In my novel Wild Blue Yonder [new edition coming out August 1], the main character, Nathaniel Hawthorne Flowers, is made a military newspaper correspondent. A thoughtful but incredibly naive young man, he writes the following editorial. You can just imagine what happens when he submits it to his sergeant-editor. Be that as it may, and even given the fact that it was fictionally written in 1967, it still seems apropos today. Perhaps especially apropos these days.
WHAT IS MY DUTY?
Nathaniel H. Flowers, A1C
Kleinelachen Air Base Correspondent
What is my duty? This is a question every man and woman in the military must answer. We are ordered to perform our assigned duties, which are cast in the stone of military protocol. In time of war, those duties are very clear cut, and intended to protect us from the enemy and preserve our nationalistic freedoms. We know and understand these duties, because we have been trained to perform them. We do so with the utmost responsibility and integrity we are capable of. But there are other, higher duties for which we are responsible, not just to the military but to our fellow man, and to God.
What is that duty? It is to think, speak and act.
I think, said the philosopher Sartre, because I am. It is our human nature to think, but often people play a game of abstractions with themselves and with others. We smile proudly, strike forcefully, react seriously. These ego-games continue ad nauseam, until no one cares what we do, and impatiently await their chance to also react. I think we care too much about matters which, in the final analysis, will make little, if any, difference. It is our duty to think about the most important matters so that we forge the new consciousness of the world.
I speak when I have something to say. My words are not always wise, nor always true. I am a finite creature, subject to infinite subtleties and capable of change. To recognize this requires going beyond mere words, mere abstractions, to truths.

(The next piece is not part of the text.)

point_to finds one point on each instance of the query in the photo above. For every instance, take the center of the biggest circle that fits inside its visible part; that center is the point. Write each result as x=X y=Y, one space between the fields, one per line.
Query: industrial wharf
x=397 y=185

Truths themselves are subjective and interpretive, mine no more valid than yours. To discuss them is to listen to them, and in that light I will never consider mine more valid than yours. Yet there are universal truths, and it is each person’s duty to know them.
When I act it is after I have thought over my action. In situations involving other people, my thoughts have found voice, and my ears have heard the concepts, thoughts, truths of others. My action, when taken, is deliberate and above reproach. In military life, this is essential in order to perform our duty and to be responsible to our fellow troops. In most cases you will agree with my actions, because they are in both yours and my best interests. But you may find them reprehensible at other times, and if so you must respect that I have thought carefully before acting. But upon the point of acting I am fulfilling my deepest duty, and in that I shall not be shaken.